16- anahtarlarını unutma


Yeşil kadife koltuğun üzerinde, dizlerini karnına çekmiş, sol kolunun üzerinde uyuyordu. Kucağındaki kitap yere düşmüştü. Farkında değildi. Okuduğu kitabı yerden alıp masanın üzerine koydum. Koltukta uyumak bir nevi bilinçli şekilde bayılmak. Üzerimdeki hırkayı çıkarıp üzerine örtüyordum ki birden gözlerini açtı, tekrar dirilmiş gibiydi.


 ‘’İnsan rüyalarında ne kadar yalnız ve bu yalnızlığı ne kadar çaresiz hissettiriyor kendini. Uyurken üşümek bu olsa gerek.''

Ama uyanmıştı ve hala üşüyordu. Yemek yemek isteyip istemediğini sordum. Fark etmez diye mırıldandı. Ayağa kalktı ve yavaş yavaş aynanın önünde doğru yürüdü. 

‘’Biliyor musun, sabah ağlarken aynanın karşısında kendimi izlediğimi fark ettiğim için bir an kendime delirip delirmediğimi sordum, sonra birden üzüntüm sakinledi. İnsan kendisiyle böyle yüzleşmeli.’’

Üzerindeki t-shirt küçük geliyordu, eşofmanı mavi renkti. Sigarasının bittiğini fark etti. Bende de yoktu. Ve kollarında iğne izleri. -Bebeğim sigara almaya gider misin? Yanına da ekmek alırsın? Masadaki kitabı aldı. Hangi sayfada kaldığını hatırlamaya çalışıyordu. Sayfa sayfa aradı ve sesli okumaya başladı.
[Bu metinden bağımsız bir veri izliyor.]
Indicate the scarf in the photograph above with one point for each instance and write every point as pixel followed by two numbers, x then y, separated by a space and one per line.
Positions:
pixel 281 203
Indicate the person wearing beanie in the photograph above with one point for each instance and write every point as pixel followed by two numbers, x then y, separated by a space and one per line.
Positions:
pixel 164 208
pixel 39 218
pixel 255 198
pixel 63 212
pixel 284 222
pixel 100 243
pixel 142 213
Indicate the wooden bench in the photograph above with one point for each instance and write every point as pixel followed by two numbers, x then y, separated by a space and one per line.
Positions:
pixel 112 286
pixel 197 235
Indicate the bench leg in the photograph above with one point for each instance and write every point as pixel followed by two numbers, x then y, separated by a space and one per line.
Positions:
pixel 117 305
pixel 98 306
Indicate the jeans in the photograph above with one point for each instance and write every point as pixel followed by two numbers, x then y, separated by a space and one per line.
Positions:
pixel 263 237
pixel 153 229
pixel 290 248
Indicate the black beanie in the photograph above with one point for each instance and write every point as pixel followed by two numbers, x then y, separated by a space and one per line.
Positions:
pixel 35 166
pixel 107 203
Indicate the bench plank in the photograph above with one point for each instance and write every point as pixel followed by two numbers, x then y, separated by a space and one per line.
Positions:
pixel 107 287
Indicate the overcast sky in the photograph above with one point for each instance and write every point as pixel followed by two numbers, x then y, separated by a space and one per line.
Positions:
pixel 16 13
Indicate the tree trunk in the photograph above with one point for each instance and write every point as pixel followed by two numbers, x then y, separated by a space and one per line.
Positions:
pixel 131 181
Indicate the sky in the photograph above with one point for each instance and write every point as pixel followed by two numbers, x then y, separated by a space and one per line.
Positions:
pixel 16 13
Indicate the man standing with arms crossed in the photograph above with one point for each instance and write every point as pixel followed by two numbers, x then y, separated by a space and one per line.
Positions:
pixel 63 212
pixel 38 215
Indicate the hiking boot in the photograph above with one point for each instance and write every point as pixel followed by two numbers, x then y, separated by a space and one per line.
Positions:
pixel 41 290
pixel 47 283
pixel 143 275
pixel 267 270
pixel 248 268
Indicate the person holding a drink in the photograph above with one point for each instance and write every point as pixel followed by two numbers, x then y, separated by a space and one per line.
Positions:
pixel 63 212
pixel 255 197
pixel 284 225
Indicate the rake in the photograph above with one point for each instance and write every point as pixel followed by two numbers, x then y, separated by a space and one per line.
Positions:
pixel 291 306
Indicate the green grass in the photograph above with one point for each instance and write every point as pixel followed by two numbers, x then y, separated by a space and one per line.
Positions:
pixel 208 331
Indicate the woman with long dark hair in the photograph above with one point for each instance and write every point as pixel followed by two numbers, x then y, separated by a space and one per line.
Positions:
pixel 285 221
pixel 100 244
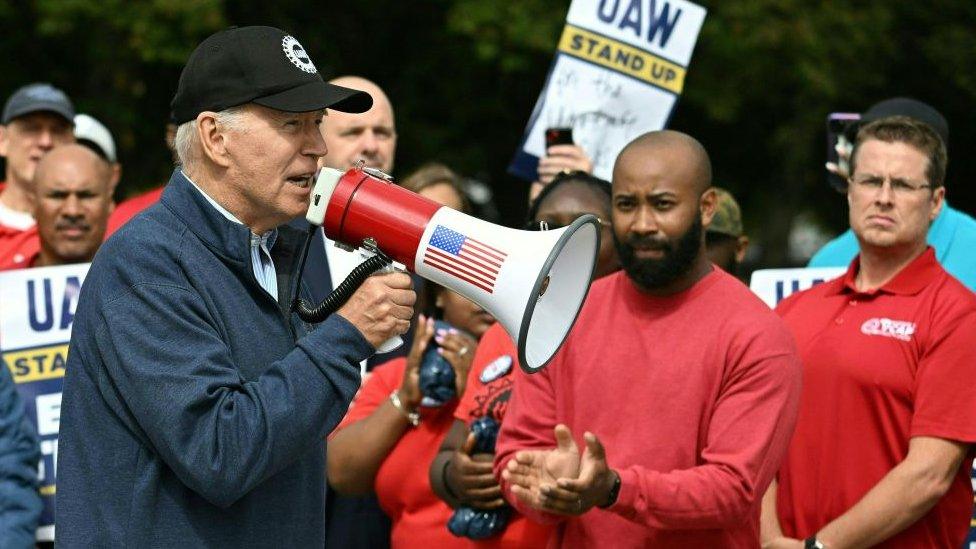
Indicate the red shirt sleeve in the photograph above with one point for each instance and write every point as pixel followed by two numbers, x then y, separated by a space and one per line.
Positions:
pixel 494 343
pixel 383 380
pixel 748 435
pixel 945 379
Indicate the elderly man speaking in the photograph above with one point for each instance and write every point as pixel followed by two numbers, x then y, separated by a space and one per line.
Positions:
pixel 196 403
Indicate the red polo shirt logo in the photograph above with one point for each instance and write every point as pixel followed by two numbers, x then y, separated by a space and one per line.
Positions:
pixel 898 329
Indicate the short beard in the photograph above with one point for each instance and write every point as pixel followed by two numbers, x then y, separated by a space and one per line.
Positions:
pixel 658 273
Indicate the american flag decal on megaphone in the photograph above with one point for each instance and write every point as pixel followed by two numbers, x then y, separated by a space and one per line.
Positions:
pixel 465 258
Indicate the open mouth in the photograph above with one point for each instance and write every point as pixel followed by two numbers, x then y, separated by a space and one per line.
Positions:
pixel 303 181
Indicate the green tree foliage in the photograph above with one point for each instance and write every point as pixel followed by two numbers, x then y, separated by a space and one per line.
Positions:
pixel 465 74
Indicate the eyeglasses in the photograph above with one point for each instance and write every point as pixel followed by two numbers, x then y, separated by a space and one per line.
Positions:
pixel 549 226
pixel 898 186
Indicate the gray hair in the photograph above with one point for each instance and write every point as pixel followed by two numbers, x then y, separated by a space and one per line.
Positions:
pixel 186 139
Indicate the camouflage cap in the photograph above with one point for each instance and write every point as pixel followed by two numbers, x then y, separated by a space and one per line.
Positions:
pixel 728 217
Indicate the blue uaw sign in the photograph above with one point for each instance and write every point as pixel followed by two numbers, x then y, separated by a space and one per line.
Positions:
pixel 772 285
pixel 619 68
pixel 36 310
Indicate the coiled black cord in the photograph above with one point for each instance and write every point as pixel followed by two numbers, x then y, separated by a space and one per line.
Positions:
pixel 343 291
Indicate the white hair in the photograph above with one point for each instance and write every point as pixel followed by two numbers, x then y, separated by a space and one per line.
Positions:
pixel 186 138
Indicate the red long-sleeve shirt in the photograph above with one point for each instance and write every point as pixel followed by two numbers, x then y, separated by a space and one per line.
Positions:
pixel 694 397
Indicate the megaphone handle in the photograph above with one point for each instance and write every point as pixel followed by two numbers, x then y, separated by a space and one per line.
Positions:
pixel 394 342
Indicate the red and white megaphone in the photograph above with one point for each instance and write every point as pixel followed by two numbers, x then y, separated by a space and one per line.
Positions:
pixel 534 283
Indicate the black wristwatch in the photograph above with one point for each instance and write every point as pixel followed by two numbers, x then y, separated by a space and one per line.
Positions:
pixel 614 491
pixel 813 543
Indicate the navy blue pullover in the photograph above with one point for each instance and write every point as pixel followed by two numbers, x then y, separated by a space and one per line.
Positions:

‘’Böylesi bir duyguyu anlatmama olanak yok. Karşıma çıkan her şey yetersiz. Soluduğum her şey yetersiz. Dalgalar, adalar, mekanlar, sevgiler yetersiz. Suların tadı yetersiz. Günlerin uzunluğu yetersiz. Haftanın günleri yetersiz. ‘’ *

Sonra  elindeki kitabı tekrar masanın üzerine koydu. Bana döndü.

‘’Şimdi aklıma geldi de, yıllar sonra onunla tekrar karşılaştığımızda her şeyi alelacele ona anlatmaya, onun sevdiği şeylere daha fazla yakınlık duyduğumu ispatlamaya çalışıyordum. Hızlı hızlı, Her şeyi o kadar hızlı onun için yaptığımı ispatlamak istiyordum ki her şey yine birbirine girmişti. Ama içimde asla ona dair hiçbir şey kalmamıştı, hatta hiçbir şey hissetmiyordum. Yalnızca konuşuyordum. Sonra bir sessizlik oldu. Hissedemediklerimin üstüme bindiği bir sessizlik. Bizim resmimizi yapmak için bir ressam karşımızda oturuyormuş da, sanki bizde onun için bir model olarak sandalyede yerlerimizi almışız gibiydi. Sonra kendimi ona değil şırıngaya bağladım. Kendime kızmıyor değilim. Kendimden artık eskisi kadar emin de değilim. ‘’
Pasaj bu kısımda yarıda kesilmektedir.